Dirac quasiparticles and spin-lattice relaxation in the mixed state

TL;DR

This paper uses quantum-mechanical calculations to analyze spin-lattice relaxation in high-Tc cuprate superconductors, revealing non-monotonic behaviors that challenge previous semiclassical interpretations and the role of antiferromagnetic fluctuations.

Contribution

It introduces a quantum-mechanical approach using the Franz-Tesanovic gauge transformation to study spin relaxation, providing new insights into the excitations in the mixed state of high-Tc superconductors.

Findings

Non-monotonic temperature and frequency dependence of relaxation rates

Results differ from semiclassical Doppler-shifted models

Challenges the role of antiferromagnetic fluctuations as primary excitations

Abstract

We present the results of quantum-mechanical calculations, using the singular gauge transformation of Franz and Tesanovic, of the rate of planar Cu spin-lattice relaxation due to electron spin-flip scattering in the mixed state of high-Tc cuprate superconductors.
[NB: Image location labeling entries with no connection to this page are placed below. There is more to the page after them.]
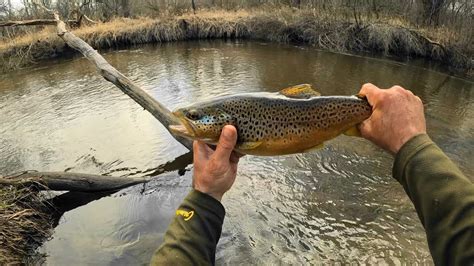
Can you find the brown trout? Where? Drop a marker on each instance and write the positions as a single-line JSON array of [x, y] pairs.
[[294, 120]]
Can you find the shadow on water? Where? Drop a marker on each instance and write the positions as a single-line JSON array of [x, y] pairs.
[[71, 200], [337, 204]]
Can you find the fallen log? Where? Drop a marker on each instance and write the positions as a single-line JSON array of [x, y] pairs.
[[114, 76], [63, 181], [87, 182], [33, 22]]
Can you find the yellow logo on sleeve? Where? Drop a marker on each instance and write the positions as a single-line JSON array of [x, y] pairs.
[[187, 215]]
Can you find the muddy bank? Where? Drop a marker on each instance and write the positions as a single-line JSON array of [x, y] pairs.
[[299, 26]]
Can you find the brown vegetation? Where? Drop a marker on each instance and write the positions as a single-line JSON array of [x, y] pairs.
[[388, 36], [24, 213]]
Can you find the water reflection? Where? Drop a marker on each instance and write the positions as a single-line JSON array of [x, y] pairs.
[[336, 204]]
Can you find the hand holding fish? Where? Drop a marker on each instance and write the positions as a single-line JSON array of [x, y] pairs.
[[215, 170], [397, 116]]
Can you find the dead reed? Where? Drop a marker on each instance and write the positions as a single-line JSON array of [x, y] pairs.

The results show a non-monotonic temperature and frequency dependence that differs markedly from semiclassical Doppler-shifted results and challenges the assertion that recent experimental observations of the rate of planar Cu and O spin-lattice relaxation in the mixed state of YBCO point to antiferromagnetic spin fluctuations as a better candidate for the elementary excitations of the superconducting state.